Recall and Multi-District Litigation
In July of 2012, Stryker voluntarily recalled its Rejuvenate hip product due to reports of corrosion of the metal components. A number of lawsuits have been filed as a result of the problems with the Stryker hip. These lawsuits were consolidated in May 2013. The lawsuits are now part of a Multi-District Litigation in the Superior Court of New Jersey in Bergen County.

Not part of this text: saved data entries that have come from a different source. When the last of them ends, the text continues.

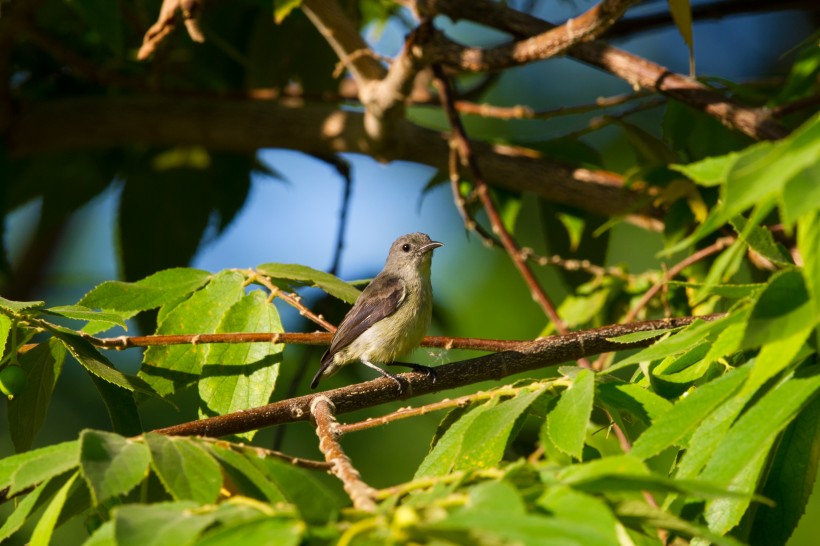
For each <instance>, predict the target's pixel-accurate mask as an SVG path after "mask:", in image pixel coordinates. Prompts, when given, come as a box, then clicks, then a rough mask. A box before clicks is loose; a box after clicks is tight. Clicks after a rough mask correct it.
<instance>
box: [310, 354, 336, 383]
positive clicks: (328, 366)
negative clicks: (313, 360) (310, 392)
mask: <svg viewBox="0 0 820 546" xmlns="http://www.w3.org/2000/svg"><path fill="white" fill-rule="evenodd" d="M331 364H333V358H328V351H325V354H323V355H322V365H321V366H320V367H319V371H318V372H316V375H314V376H313V381H311V382H310V388H311V389H315V388H316V386H317V385H318V384H319V380H320V379H321V378H322V376H323V375H324V373H325V371H327V369H328V368H329V367H330V365H331Z"/></svg>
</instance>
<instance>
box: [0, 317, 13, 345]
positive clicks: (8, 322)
mask: <svg viewBox="0 0 820 546" xmlns="http://www.w3.org/2000/svg"><path fill="white" fill-rule="evenodd" d="M10 333H11V319H10V318H9V317H7V316H6V315H4V314H2V313H0V355H5V352H6V341H8V339H9V334H10Z"/></svg>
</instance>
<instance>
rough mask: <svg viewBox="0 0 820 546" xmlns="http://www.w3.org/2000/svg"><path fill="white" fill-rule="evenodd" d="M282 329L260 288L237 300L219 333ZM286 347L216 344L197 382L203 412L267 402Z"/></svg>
mask: <svg viewBox="0 0 820 546" xmlns="http://www.w3.org/2000/svg"><path fill="white" fill-rule="evenodd" d="M282 331H283V329H282V323H281V321H280V320H279V313H278V312H277V311H276V307H275V306H273V305H272V304H270V303H269V302H268V301H267V299H266V298H265V295H264V294H263V293H262V292H261V291H260V290H254V291H253V292H251V293H250V294H248V295H247V296H245V297H243V298H242V299H241V300H239V301H238V302H237V303H235V304H234V305H233V306H232V307H231V308H230V309H229V310H228V311H227V313H225V316H224V317H223V319H222V322H221V323H220V325H219V327H218V328H217V332H218V333H223V332H282ZM284 347H285V346H284V345H283V344H281V343H277V344H272V343H223V344H215V345H213V346H212V347H211V348H210V350H209V351H208V357H207V361H206V364H205V366H204V367H203V368H202V379H200V381H199V384H198V388H199V397H200V399H201V401H202V404H203V405H204V408H202V410H203V413H204V414H206V415H214V414H216V415H222V414H225V413H230V412H234V411H239V410H244V409H249V408H253V407H257V406H261V405H264V404H267V403H268V401H269V400H270V397H271V394H273V388H274V386H275V385H276V378H277V377H278V376H279V364H280V363H281V361H282V351H283V350H284ZM253 435H254V432H248V433H246V434H244V435H242V436H243V437H245V438H247V439H248V440H251V439H252V438H253Z"/></svg>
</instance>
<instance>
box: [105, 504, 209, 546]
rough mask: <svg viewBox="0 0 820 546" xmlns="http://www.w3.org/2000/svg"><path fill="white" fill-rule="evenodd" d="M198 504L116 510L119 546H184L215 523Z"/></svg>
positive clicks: (144, 504) (115, 533)
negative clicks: (198, 505) (198, 509)
mask: <svg viewBox="0 0 820 546" xmlns="http://www.w3.org/2000/svg"><path fill="white" fill-rule="evenodd" d="M197 508H199V506H198V505H197V504H196V503H195V502H190V501H188V502H162V503H156V504H131V505H124V506H120V507H119V508H117V509H115V510H114V536H115V538H116V543H117V545H118V546H183V545H187V544H194V543H195V541H196V537H197V536H199V534H200V533H201V532H202V531H204V530H205V529H206V528H207V527H208V526H209V525H211V524H212V523H213V522H214V519H215V515H214V514H213V512H205V511H198V510H197Z"/></svg>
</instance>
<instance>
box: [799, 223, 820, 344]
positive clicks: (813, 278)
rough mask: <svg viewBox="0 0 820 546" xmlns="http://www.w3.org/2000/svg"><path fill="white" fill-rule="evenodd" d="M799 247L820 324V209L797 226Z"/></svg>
mask: <svg viewBox="0 0 820 546" xmlns="http://www.w3.org/2000/svg"><path fill="white" fill-rule="evenodd" d="M797 248H798V249H799V250H800V254H801V256H802V257H803V277H804V278H805V282H806V290H807V291H808V293H809V296H810V299H811V305H812V310H813V314H814V324H815V325H817V324H820V252H817V250H816V249H817V248H820V210H816V211H814V212H813V213H811V214H807V215H806V216H805V217H804V218H802V219H801V220H800V223H799V224H798V226H797ZM815 336H816V337H815V343H816V346H820V329H817V330H815Z"/></svg>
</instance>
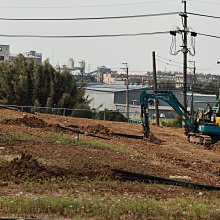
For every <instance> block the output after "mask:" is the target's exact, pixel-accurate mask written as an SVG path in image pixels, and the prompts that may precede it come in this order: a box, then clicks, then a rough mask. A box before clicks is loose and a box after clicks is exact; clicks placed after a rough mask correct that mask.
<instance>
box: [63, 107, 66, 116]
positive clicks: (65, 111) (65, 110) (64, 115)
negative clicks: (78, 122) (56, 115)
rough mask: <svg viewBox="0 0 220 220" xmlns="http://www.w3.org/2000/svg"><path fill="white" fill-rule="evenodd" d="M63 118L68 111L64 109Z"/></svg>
mask: <svg viewBox="0 0 220 220" xmlns="http://www.w3.org/2000/svg"><path fill="white" fill-rule="evenodd" d="M63 116H66V109H65V108H64V109H63Z"/></svg>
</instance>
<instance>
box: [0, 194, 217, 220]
mask: <svg viewBox="0 0 220 220" xmlns="http://www.w3.org/2000/svg"><path fill="white" fill-rule="evenodd" d="M219 206H220V201H219V200H215V201H212V204H209V203H207V202H204V201H202V199H185V198H182V199H177V200H160V201H158V200H155V199H148V198H146V199H134V198H126V197H123V196H121V197H110V198H105V197H93V198H83V199H77V198H62V197H33V198H27V197H19V198H15V197H0V210H1V214H2V215H8V214H9V213H10V215H11V214H15V215H17V216H25V215H26V216H30V215H33V216H43V215H49V216H53V215H54V216H57V217H66V218H74V217H75V216H77V217H78V219H81V218H82V219H88V218H94V219H95V218H98V219H147V218H149V217H151V218H156V219H158V216H159V219H213V220H214V219H219V218H220V210H219V209H218V208H217V207H219Z"/></svg>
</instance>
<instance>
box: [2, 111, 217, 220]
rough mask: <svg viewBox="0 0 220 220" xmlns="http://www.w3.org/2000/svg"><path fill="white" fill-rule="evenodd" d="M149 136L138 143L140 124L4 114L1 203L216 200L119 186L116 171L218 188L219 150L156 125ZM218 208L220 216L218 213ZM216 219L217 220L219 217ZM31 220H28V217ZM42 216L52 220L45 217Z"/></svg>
mask: <svg viewBox="0 0 220 220" xmlns="http://www.w3.org/2000/svg"><path fill="white" fill-rule="evenodd" d="M77 132H79V134H77ZM151 132H152V136H151V138H150V139H138V138H135V136H137V137H140V136H143V133H142V127H141V125H140V124H128V123H122V122H110V121H101V120H91V119H82V118H73V117H63V116H56V115H51V114H40V113H35V114H32V113H26V112H20V111H17V110H11V109H3V108H2V109H0V186H1V188H0V195H1V198H6V199H7V198H12V197H19V198H20V197H25V198H35V197H37V196H48V197H50V196H52V197H65V198H74V199H82V198H86V197H90V198H92V197H94V196H100V197H104V198H105V197H106V198H108V197H109V196H110V195H111V196H115V197H126V198H138V199H146V198H152V199H155V200H161V201H166V200H169V199H170V200H175V199H177V198H182V197H184V198H191V197H193V198H201V199H202V200H203V199H204V200H205V201H206V202H208V203H210V204H212V202H213V201H214V200H215V201H216V200H218V201H219V200H220V191H217V190H216V191H206V190H202V189H194V188H187V187H182V186H172V185H171V186H170V185H163V184H156V183H151V184H146V183H141V182H140V183H139V182H130V181H124V180H122V179H120V176H119V175H118V174H117V173H115V172H114V171H113V169H120V170H125V171H131V172H138V173H142V174H147V175H151V176H156V177H163V178H168V179H174V180H178V181H186V182H193V183H199V184H204V185H212V186H219V187H220V143H216V144H214V145H213V146H212V147H211V148H210V149H206V148H204V147H202V146H200V145H194V144H190V143H188V141H187V137H186V136H185V135H184V129H182V128H168V127H162V126H161V127H157V126H155V125H152V126H151ZM120 134H121V135H120ZM128 135H131V136H128ZM30 183H32V185H31V186H30ZM219 204H220V203H219ZM0 206H1V207H3V206H4V205H1V204H0ZM215 209H219V210H220V207H217V208H216V207H215ZM218 213H219V216H217V217H219V219H220V211H219V212H218ZM18 214H19V213H18ZM18 214H17V215H18ZM15 215H16V211H14V210H11V209H7V207H3V208H2V209H0V216H15ZM23 215H25V213H23ZM26 216H29V217H30V213H27V215H26ZM34 216H38V215H36V213H35V215H34ZM39 216H41V217H42V216H43V217H45V216H46V217H48V216H50V215H49V214H47V213H41V214H40V215H39ZM183 216H184V215H183ZM61 217H62V218H64V217H65V215H62V213H60V214H59V215H58V217H57V219H60V218H61ZM217 217H216V219H217ZM91 219H96V218H95V217H94V216H93V217H92V218H91ZM97 219H102V218H99V217H97ZM122 219H123V218H122ZM124 219H126V218H124ZM158 219H159V218H158ZM183 219H184V218H183Z"/></svg>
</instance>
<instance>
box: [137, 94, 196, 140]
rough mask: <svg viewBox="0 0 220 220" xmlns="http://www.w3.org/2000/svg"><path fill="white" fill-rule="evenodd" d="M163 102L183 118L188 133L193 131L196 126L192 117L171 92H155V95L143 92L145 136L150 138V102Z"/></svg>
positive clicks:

“Stryker Rejuvenate Hip Stem and the ABG II Modular Hip Stem are manufactured by Howmedica Osteonics Corporation, a New Jersey corporation d/b/a Stryker Orthopaedics, hereinafter, HOC. On July 3, 2012, HOC voluntarily recalled the hipstems “due to the potential risks associated with modular-neck stems. These risks include the potential for fretting and/or corrosion at or about the modular-neck junction, which may result in adverse local tissue reactions manifesting with pain and/or swelling.” Possible adverse outcomes allegedly include metallosis, necrosis and osteolysis. On January 15, 2013, the New Jersey Supreme Court designated this litigation as multicounty litigation and assigned the handling of all pending and future state cases involving these components to Bergen County to be handled by the Honorable Brian R. Martinotti.”